A: People have become more confident in who they are as human beings. They’ve become a little more confident of their own being. If you are of Asian descent, you’re more confident being of Asian descent, you don’t have to be a part of the melting pot. What happens is nobody feels like they are a second-class citizen. Everybody feels that they are a part of this great country.

Q: What are your biggest successes?

A: That the people of Canada have accepted me and my style of food and cooking as a part of a benchmark. People have said this is the standard you should live by. … Not the wealth, not the fame, but the love that has been bestowed upon me by the people, I think, has been my greatest strength.
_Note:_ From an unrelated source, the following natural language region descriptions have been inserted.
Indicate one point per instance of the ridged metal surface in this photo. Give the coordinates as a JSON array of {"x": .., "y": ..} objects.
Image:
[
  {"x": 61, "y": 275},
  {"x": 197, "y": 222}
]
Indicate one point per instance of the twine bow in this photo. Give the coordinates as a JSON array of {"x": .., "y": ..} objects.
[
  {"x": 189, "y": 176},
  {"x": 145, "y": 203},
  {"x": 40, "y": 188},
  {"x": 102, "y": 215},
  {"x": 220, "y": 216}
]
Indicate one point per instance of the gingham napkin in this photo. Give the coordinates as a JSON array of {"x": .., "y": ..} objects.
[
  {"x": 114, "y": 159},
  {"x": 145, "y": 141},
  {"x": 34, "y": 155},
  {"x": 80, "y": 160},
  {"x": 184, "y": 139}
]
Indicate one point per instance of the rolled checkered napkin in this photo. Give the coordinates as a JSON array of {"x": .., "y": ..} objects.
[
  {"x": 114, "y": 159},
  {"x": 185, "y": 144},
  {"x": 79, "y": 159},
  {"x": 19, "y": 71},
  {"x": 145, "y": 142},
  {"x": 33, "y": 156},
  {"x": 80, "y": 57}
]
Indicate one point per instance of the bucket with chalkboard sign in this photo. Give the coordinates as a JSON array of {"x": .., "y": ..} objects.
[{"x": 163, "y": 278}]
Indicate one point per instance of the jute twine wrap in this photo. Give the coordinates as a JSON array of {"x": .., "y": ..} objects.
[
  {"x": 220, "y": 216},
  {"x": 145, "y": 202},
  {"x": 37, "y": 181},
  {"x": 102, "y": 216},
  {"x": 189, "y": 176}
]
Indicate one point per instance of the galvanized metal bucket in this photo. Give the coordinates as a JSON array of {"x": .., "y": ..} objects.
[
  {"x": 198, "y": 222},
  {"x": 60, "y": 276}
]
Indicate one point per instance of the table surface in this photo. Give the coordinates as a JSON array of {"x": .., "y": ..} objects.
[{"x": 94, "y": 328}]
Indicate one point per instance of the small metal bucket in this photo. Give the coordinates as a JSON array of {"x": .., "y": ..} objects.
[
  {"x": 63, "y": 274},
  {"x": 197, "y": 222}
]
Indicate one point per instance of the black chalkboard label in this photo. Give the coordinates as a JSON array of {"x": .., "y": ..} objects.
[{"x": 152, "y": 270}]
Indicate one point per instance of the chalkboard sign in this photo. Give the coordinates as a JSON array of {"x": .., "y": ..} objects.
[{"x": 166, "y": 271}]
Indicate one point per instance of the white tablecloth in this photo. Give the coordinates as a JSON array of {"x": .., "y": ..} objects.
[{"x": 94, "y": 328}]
Q: What has been your biggest failure?

A: The production facility that I started, that I still have, that has taken five years to stand on its own feet. I thought that within two years, we’d be able to turn things around and make a lot of money on it, but that didn’t happen. It happened that it took five years to turn the thing around, and it is still not fully turned around. It has taken a lot of time to mature. It has turned around now. I’m feeling a lot more comfortable about it after five years, but the first five years have been really, really hard.

Q: What’s the biggest lesson you’ve learned from your career thus far?

A: There’s no pill to living your life in this world. There’s no one attribute to it. It’s just tenacity and how long can you carry it. It’s like going and doing yoga. You can do yoga for an hour or you can do yoga for three hours. You go for a run, you can run one kilometre or three. My challenge is that I’ve always wanted to keep running and running until I drop. And that’s my style. There’s no one lesson. … I would never say there’s one pill to become successful and famous. It’s a little bit of everything.

Q: You and your wife are both entrepreneurs. Has that influenced your children?

A: Kids are going to be their own individuals. It’s like an osmosis process. If they learn something from you and they pass it on, great. And if they don’t, then that’s their life. Our job is to give them the best platform possible so they can go out there and be successful. So we send them to proper schools, educate them properly, take care of them and show them respect for other human beings. ... Whether they enter this business or anything else, all I’ve told my girls is, actually, “Do something that you believe in, that you’re passionate about. Don’t do anything for the sake of doing it.”